In multidimensional wonderlands, the updates of the parameters look something like this:

$$ \vec{\mu}_{ki} = \frac{1}{N_k} \sum_{n = 1}^N r_{kn} \vec{x}_n $$

$$ \Sigma_{ki} = \frac{1}{N_k} \sum_{n = 1}^N r_{kn} (\vec{x}_n - \vec{\mu}_{ki})(\vec{x}_n - \vec{\mu}_{ki})^T $$

The first equation for $\vec{\mu}_{ki}$--the $k^{th}$ component (one of the 50-100) at the $i^{th}$ iteration (often at least a few dozen)--is a "fairly" easy multiplication of each data point $\vec{x}_n$ by some number $r_{kn}$, all summed up and scaled by $\frac{1}{N_k}$.

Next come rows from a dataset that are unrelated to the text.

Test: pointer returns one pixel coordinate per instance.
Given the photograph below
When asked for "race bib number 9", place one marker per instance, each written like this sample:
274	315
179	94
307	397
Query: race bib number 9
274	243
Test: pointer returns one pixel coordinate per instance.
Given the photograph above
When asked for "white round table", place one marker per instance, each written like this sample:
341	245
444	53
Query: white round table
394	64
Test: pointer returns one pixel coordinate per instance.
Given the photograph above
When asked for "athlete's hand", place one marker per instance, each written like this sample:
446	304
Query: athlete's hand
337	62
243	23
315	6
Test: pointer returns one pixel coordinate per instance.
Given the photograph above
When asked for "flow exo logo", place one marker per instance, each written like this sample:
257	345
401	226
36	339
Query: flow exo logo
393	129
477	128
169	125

The second equation is a lot harder.

For every $\vec{\mu}_{ki}$ we have a corresponding $\Sigma_{ki}$. Which, remember, is a full matrix. This involves taking the $\vec{\mu}_{ki}$ we computed in the first equation, and computing outer products with every data point $\vec{x}_n$.

"Outer product" is a fancy name for "matrix multiplication"!

Bring on the Code

In [1]:
import numpy as np
import scipy.linalg as sla

So of course, I initially implemented these two core operations in the way that made the most sense: using numpy functions and Python comprehensions.

For computing $P(\vec{x})$:

In [2]:
def px1(X, mu, sigma):
    det = sla.det(sigma)
    inv = sla.inv(sigma)
    p = np.array([(x - mu).dot(inv).dot(x - mu) for x in X])
    n = 1 / ((((2 * np.pi) ** 2) * det) ** 0.5)
    px = np.exp(-0.5 * p) * n
    return px

And for re-computing $\mu$ and $\Sigma$:

In [3]:
def musig1(X, r):
    N = r.sum()
    mu_next = (r[:, np.newaxis] * X).sum(axis = 0) / N
    
    s = np.zeros(shape = (X.shape[1], X.shape[1]))
    for x, ri in zip(X - mu_next, r):
        s += (np.outer(x, x) * ri)
    sigma_next = s / N

    return mu_next, sigma_next

These were computational bears. In px1, the line starting p = ... is a huge computational cost: doing two dot products inside a loop over all the data points $\vec{x}_n$ is really, really expensive.

And in musig1, the operation to compute the next value of $\Sigma$ involves computing the outer product of every $\vec{x}_n$ subtracted by the current value of $\vec{\mu}$.

Suffice to say, when it came time to actually run the algorithm, it shouldn't come as a surprise that, with a dataset of roughly 130,000 points in 2 dimensions, each iteration of our algorithm took about 52 seconds.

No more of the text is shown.